Previous studies about the physiology and composition of the fruit have focused on parameters such as firmness (Heyes et al., 1994), organic acid, sugar and amino acid metabolisms (Redgwell and Turner, 1986; Schaffer et al., 1989; Sánchez et al., 2000; Kola et al., 2015), and susceptibility to bruise injury (Gould et al., 1990). These studies have found, for example, that carbohydrate content varied among clones, fields, and late and early crops suggesting a considerable variation in the physiology of the ripening (Sánchez et al., 2000). In addition, data on organic acids have shown citric acid to be the most prominent acid in the fruit explaining up to 90% of the non-volatile organic acids (Redgwell and Turner, 1986). Likewise, sucrose has been reported as the major sugar representing more than 50% of the sugar composition in pepino fruit. Despite all this helpful information, and to the best of our knowledge, there are only few reports on the ripening and physiological parameters of the pepino. Therefore, the main objective of this work was to study the physiological parameters and maturity of pepino fruit that may improve our knowledge about pepino fruit handling and quality.


Plant material

Fruit from the most common pepino selection cultivated in Chile were collected between January and March 2015, and between February and April 2016, from a commercial field located in Ovalle (30°33’22.854” S, 71°38’43.004” W), Coquimbo Region, northern Chile. According to International Plant Genetic Resources Institute (IPGRI, Rome, Italy), some important pepino descriptors of this common selection include: traditional cultivar/landrace, mode of reproduction- vegetative (cuttings), dessert fruit, fruit curvature- none, predominant fruit shape- ellipsoid, fruit apex shape- protruded, immature fruit color- white, and fruit predominant color at commercial harvest- pale yellow. Both years, fruit samples from six developmental stages based on fruit size and external color were studied from a very immature fruit (stage 1) to a senescent fruit (stage 6). Sound plants with similar characteristics were selected in the field, and 150 uniform pepino fruits were labeled approximately 10 d after fruit set (stage 1). Then, 25 labeled fruits were hand-picked from the field every 2-3 wk (stages 2-5) during fruit development until ~ 90 d after fruit set (stage 6) (Contreras et al., 2017). The collected fruit were placed in fruit trays to avoid bruising and abrasion during transportation. The fruit was transported to the laboratory facilities by a covered ground transportation during ~ 5 h at 20-25 °C, avoiding vibration damage, reducing water loss and without affecting the progression of ripening as shown in preliminary studies (Contreras et al., 2016), to the Postharvest Laboratory at INIA-La Platina in Santiago (Chile). After arrival to the laboratory, fruit were quickly selected and stored overnight at 20 °C for analyses the next day.

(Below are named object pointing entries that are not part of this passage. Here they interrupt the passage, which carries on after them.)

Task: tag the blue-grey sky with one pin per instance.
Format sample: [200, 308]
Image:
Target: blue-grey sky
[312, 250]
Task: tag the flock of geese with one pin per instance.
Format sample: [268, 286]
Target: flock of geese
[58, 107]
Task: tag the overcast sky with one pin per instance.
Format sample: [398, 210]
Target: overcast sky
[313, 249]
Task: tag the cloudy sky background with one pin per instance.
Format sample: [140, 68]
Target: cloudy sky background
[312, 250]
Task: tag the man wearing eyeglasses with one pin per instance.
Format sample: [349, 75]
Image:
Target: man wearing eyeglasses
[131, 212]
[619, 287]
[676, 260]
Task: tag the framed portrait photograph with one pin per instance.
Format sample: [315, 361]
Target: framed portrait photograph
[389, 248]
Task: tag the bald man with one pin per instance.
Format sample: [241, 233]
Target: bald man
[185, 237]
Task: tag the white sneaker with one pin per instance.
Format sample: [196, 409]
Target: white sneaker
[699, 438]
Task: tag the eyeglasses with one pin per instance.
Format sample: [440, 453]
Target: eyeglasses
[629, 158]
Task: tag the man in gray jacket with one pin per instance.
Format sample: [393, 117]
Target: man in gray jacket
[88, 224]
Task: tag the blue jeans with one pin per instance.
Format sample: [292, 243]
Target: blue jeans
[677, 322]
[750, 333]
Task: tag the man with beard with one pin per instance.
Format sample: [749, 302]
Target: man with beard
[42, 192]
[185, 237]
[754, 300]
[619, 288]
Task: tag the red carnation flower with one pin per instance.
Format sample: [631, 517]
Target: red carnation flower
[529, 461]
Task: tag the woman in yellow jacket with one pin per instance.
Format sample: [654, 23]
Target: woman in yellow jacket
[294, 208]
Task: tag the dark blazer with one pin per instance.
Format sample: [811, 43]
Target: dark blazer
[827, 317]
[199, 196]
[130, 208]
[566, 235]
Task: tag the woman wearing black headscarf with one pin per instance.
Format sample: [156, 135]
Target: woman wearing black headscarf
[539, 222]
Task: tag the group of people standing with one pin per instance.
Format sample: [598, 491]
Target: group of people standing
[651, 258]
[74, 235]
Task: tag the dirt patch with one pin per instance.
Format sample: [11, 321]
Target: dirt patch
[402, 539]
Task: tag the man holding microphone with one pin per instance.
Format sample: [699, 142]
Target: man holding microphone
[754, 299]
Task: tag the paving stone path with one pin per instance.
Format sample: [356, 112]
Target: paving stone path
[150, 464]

Additionally, a maturity assay was carried out in 2015 season. At harvest time, fruit from the same field were collected with two different maturity stages: M1 (pepinos with green background color), M2 (pepinos with white background color), and M3 (pepinos with a yellow background color) to test quality differences in an over-ripe fruit.

Physiological and quality parameters

Quality parameters were determined for each sampling date, during development, from 20 fruit as biological replicates. The results were expressed as the standard error (SE) of the mean. Ethylene production and the respiration rate were determined using intact fruit with a static system. Briefly, fruit from developmental stage 1 were weighed and placed in 0.5 L jars, from stages 2, 3, 4, and 5 in 0.75 L jars, and from stage 6 in 1.56 L jars, which were sealed and kept at 20° C for 30 min prior to measurements. Fruit from the maturity assay were weighed and placed in 1.56 L jars, stored at 20 °C and measured every 3-4 d. The concentrations of carbon dioxide (μg CO2 kg-1 s-1) and ethylene (ng C2H4 kg-1 s-1) in the jar headspace were then determined using a gas analyzer (PBI-Dansensor Checkmate 9900, Ringsted, Denmark) and a gas chromatograph (GC-8A; Shimadzu, Tokyo, Japan) equipped with a flame ionization detector (FID). The remaining fruit quality parameters were assessed with same methodology for the developmental study and maturity assay. Fruit firmness was assessed by two measurements performed on opposite sheets of peeled fruit using a penetrometer (Effegi, Milan, Italy) equipped with a 4 mm (at stages 3 and 4) or 8 mm (stages 5 and 6) plunger; the values were expressed in Newton (N). Each fruit was subsequently halved, and one half was immediately frozen in liquid nitrogen and stored at -20 °C for organic acid and sugar analysis. From the other half, a sample of 10 g was homogenized in a mortar, and the juice was analyzed for soluble solid content (SSC) and titratable acidity (TA); SSC was measured using a temperature- compensated refractometer (ATC-1e; Atago, Tokyo, Japan), and the value was expressed as percentage. Titratable acidity measurements were performed by titration with 0.2 N NaOH until pH 8.2 was reached; the values were expressed as a percentage of malic acid equivalents.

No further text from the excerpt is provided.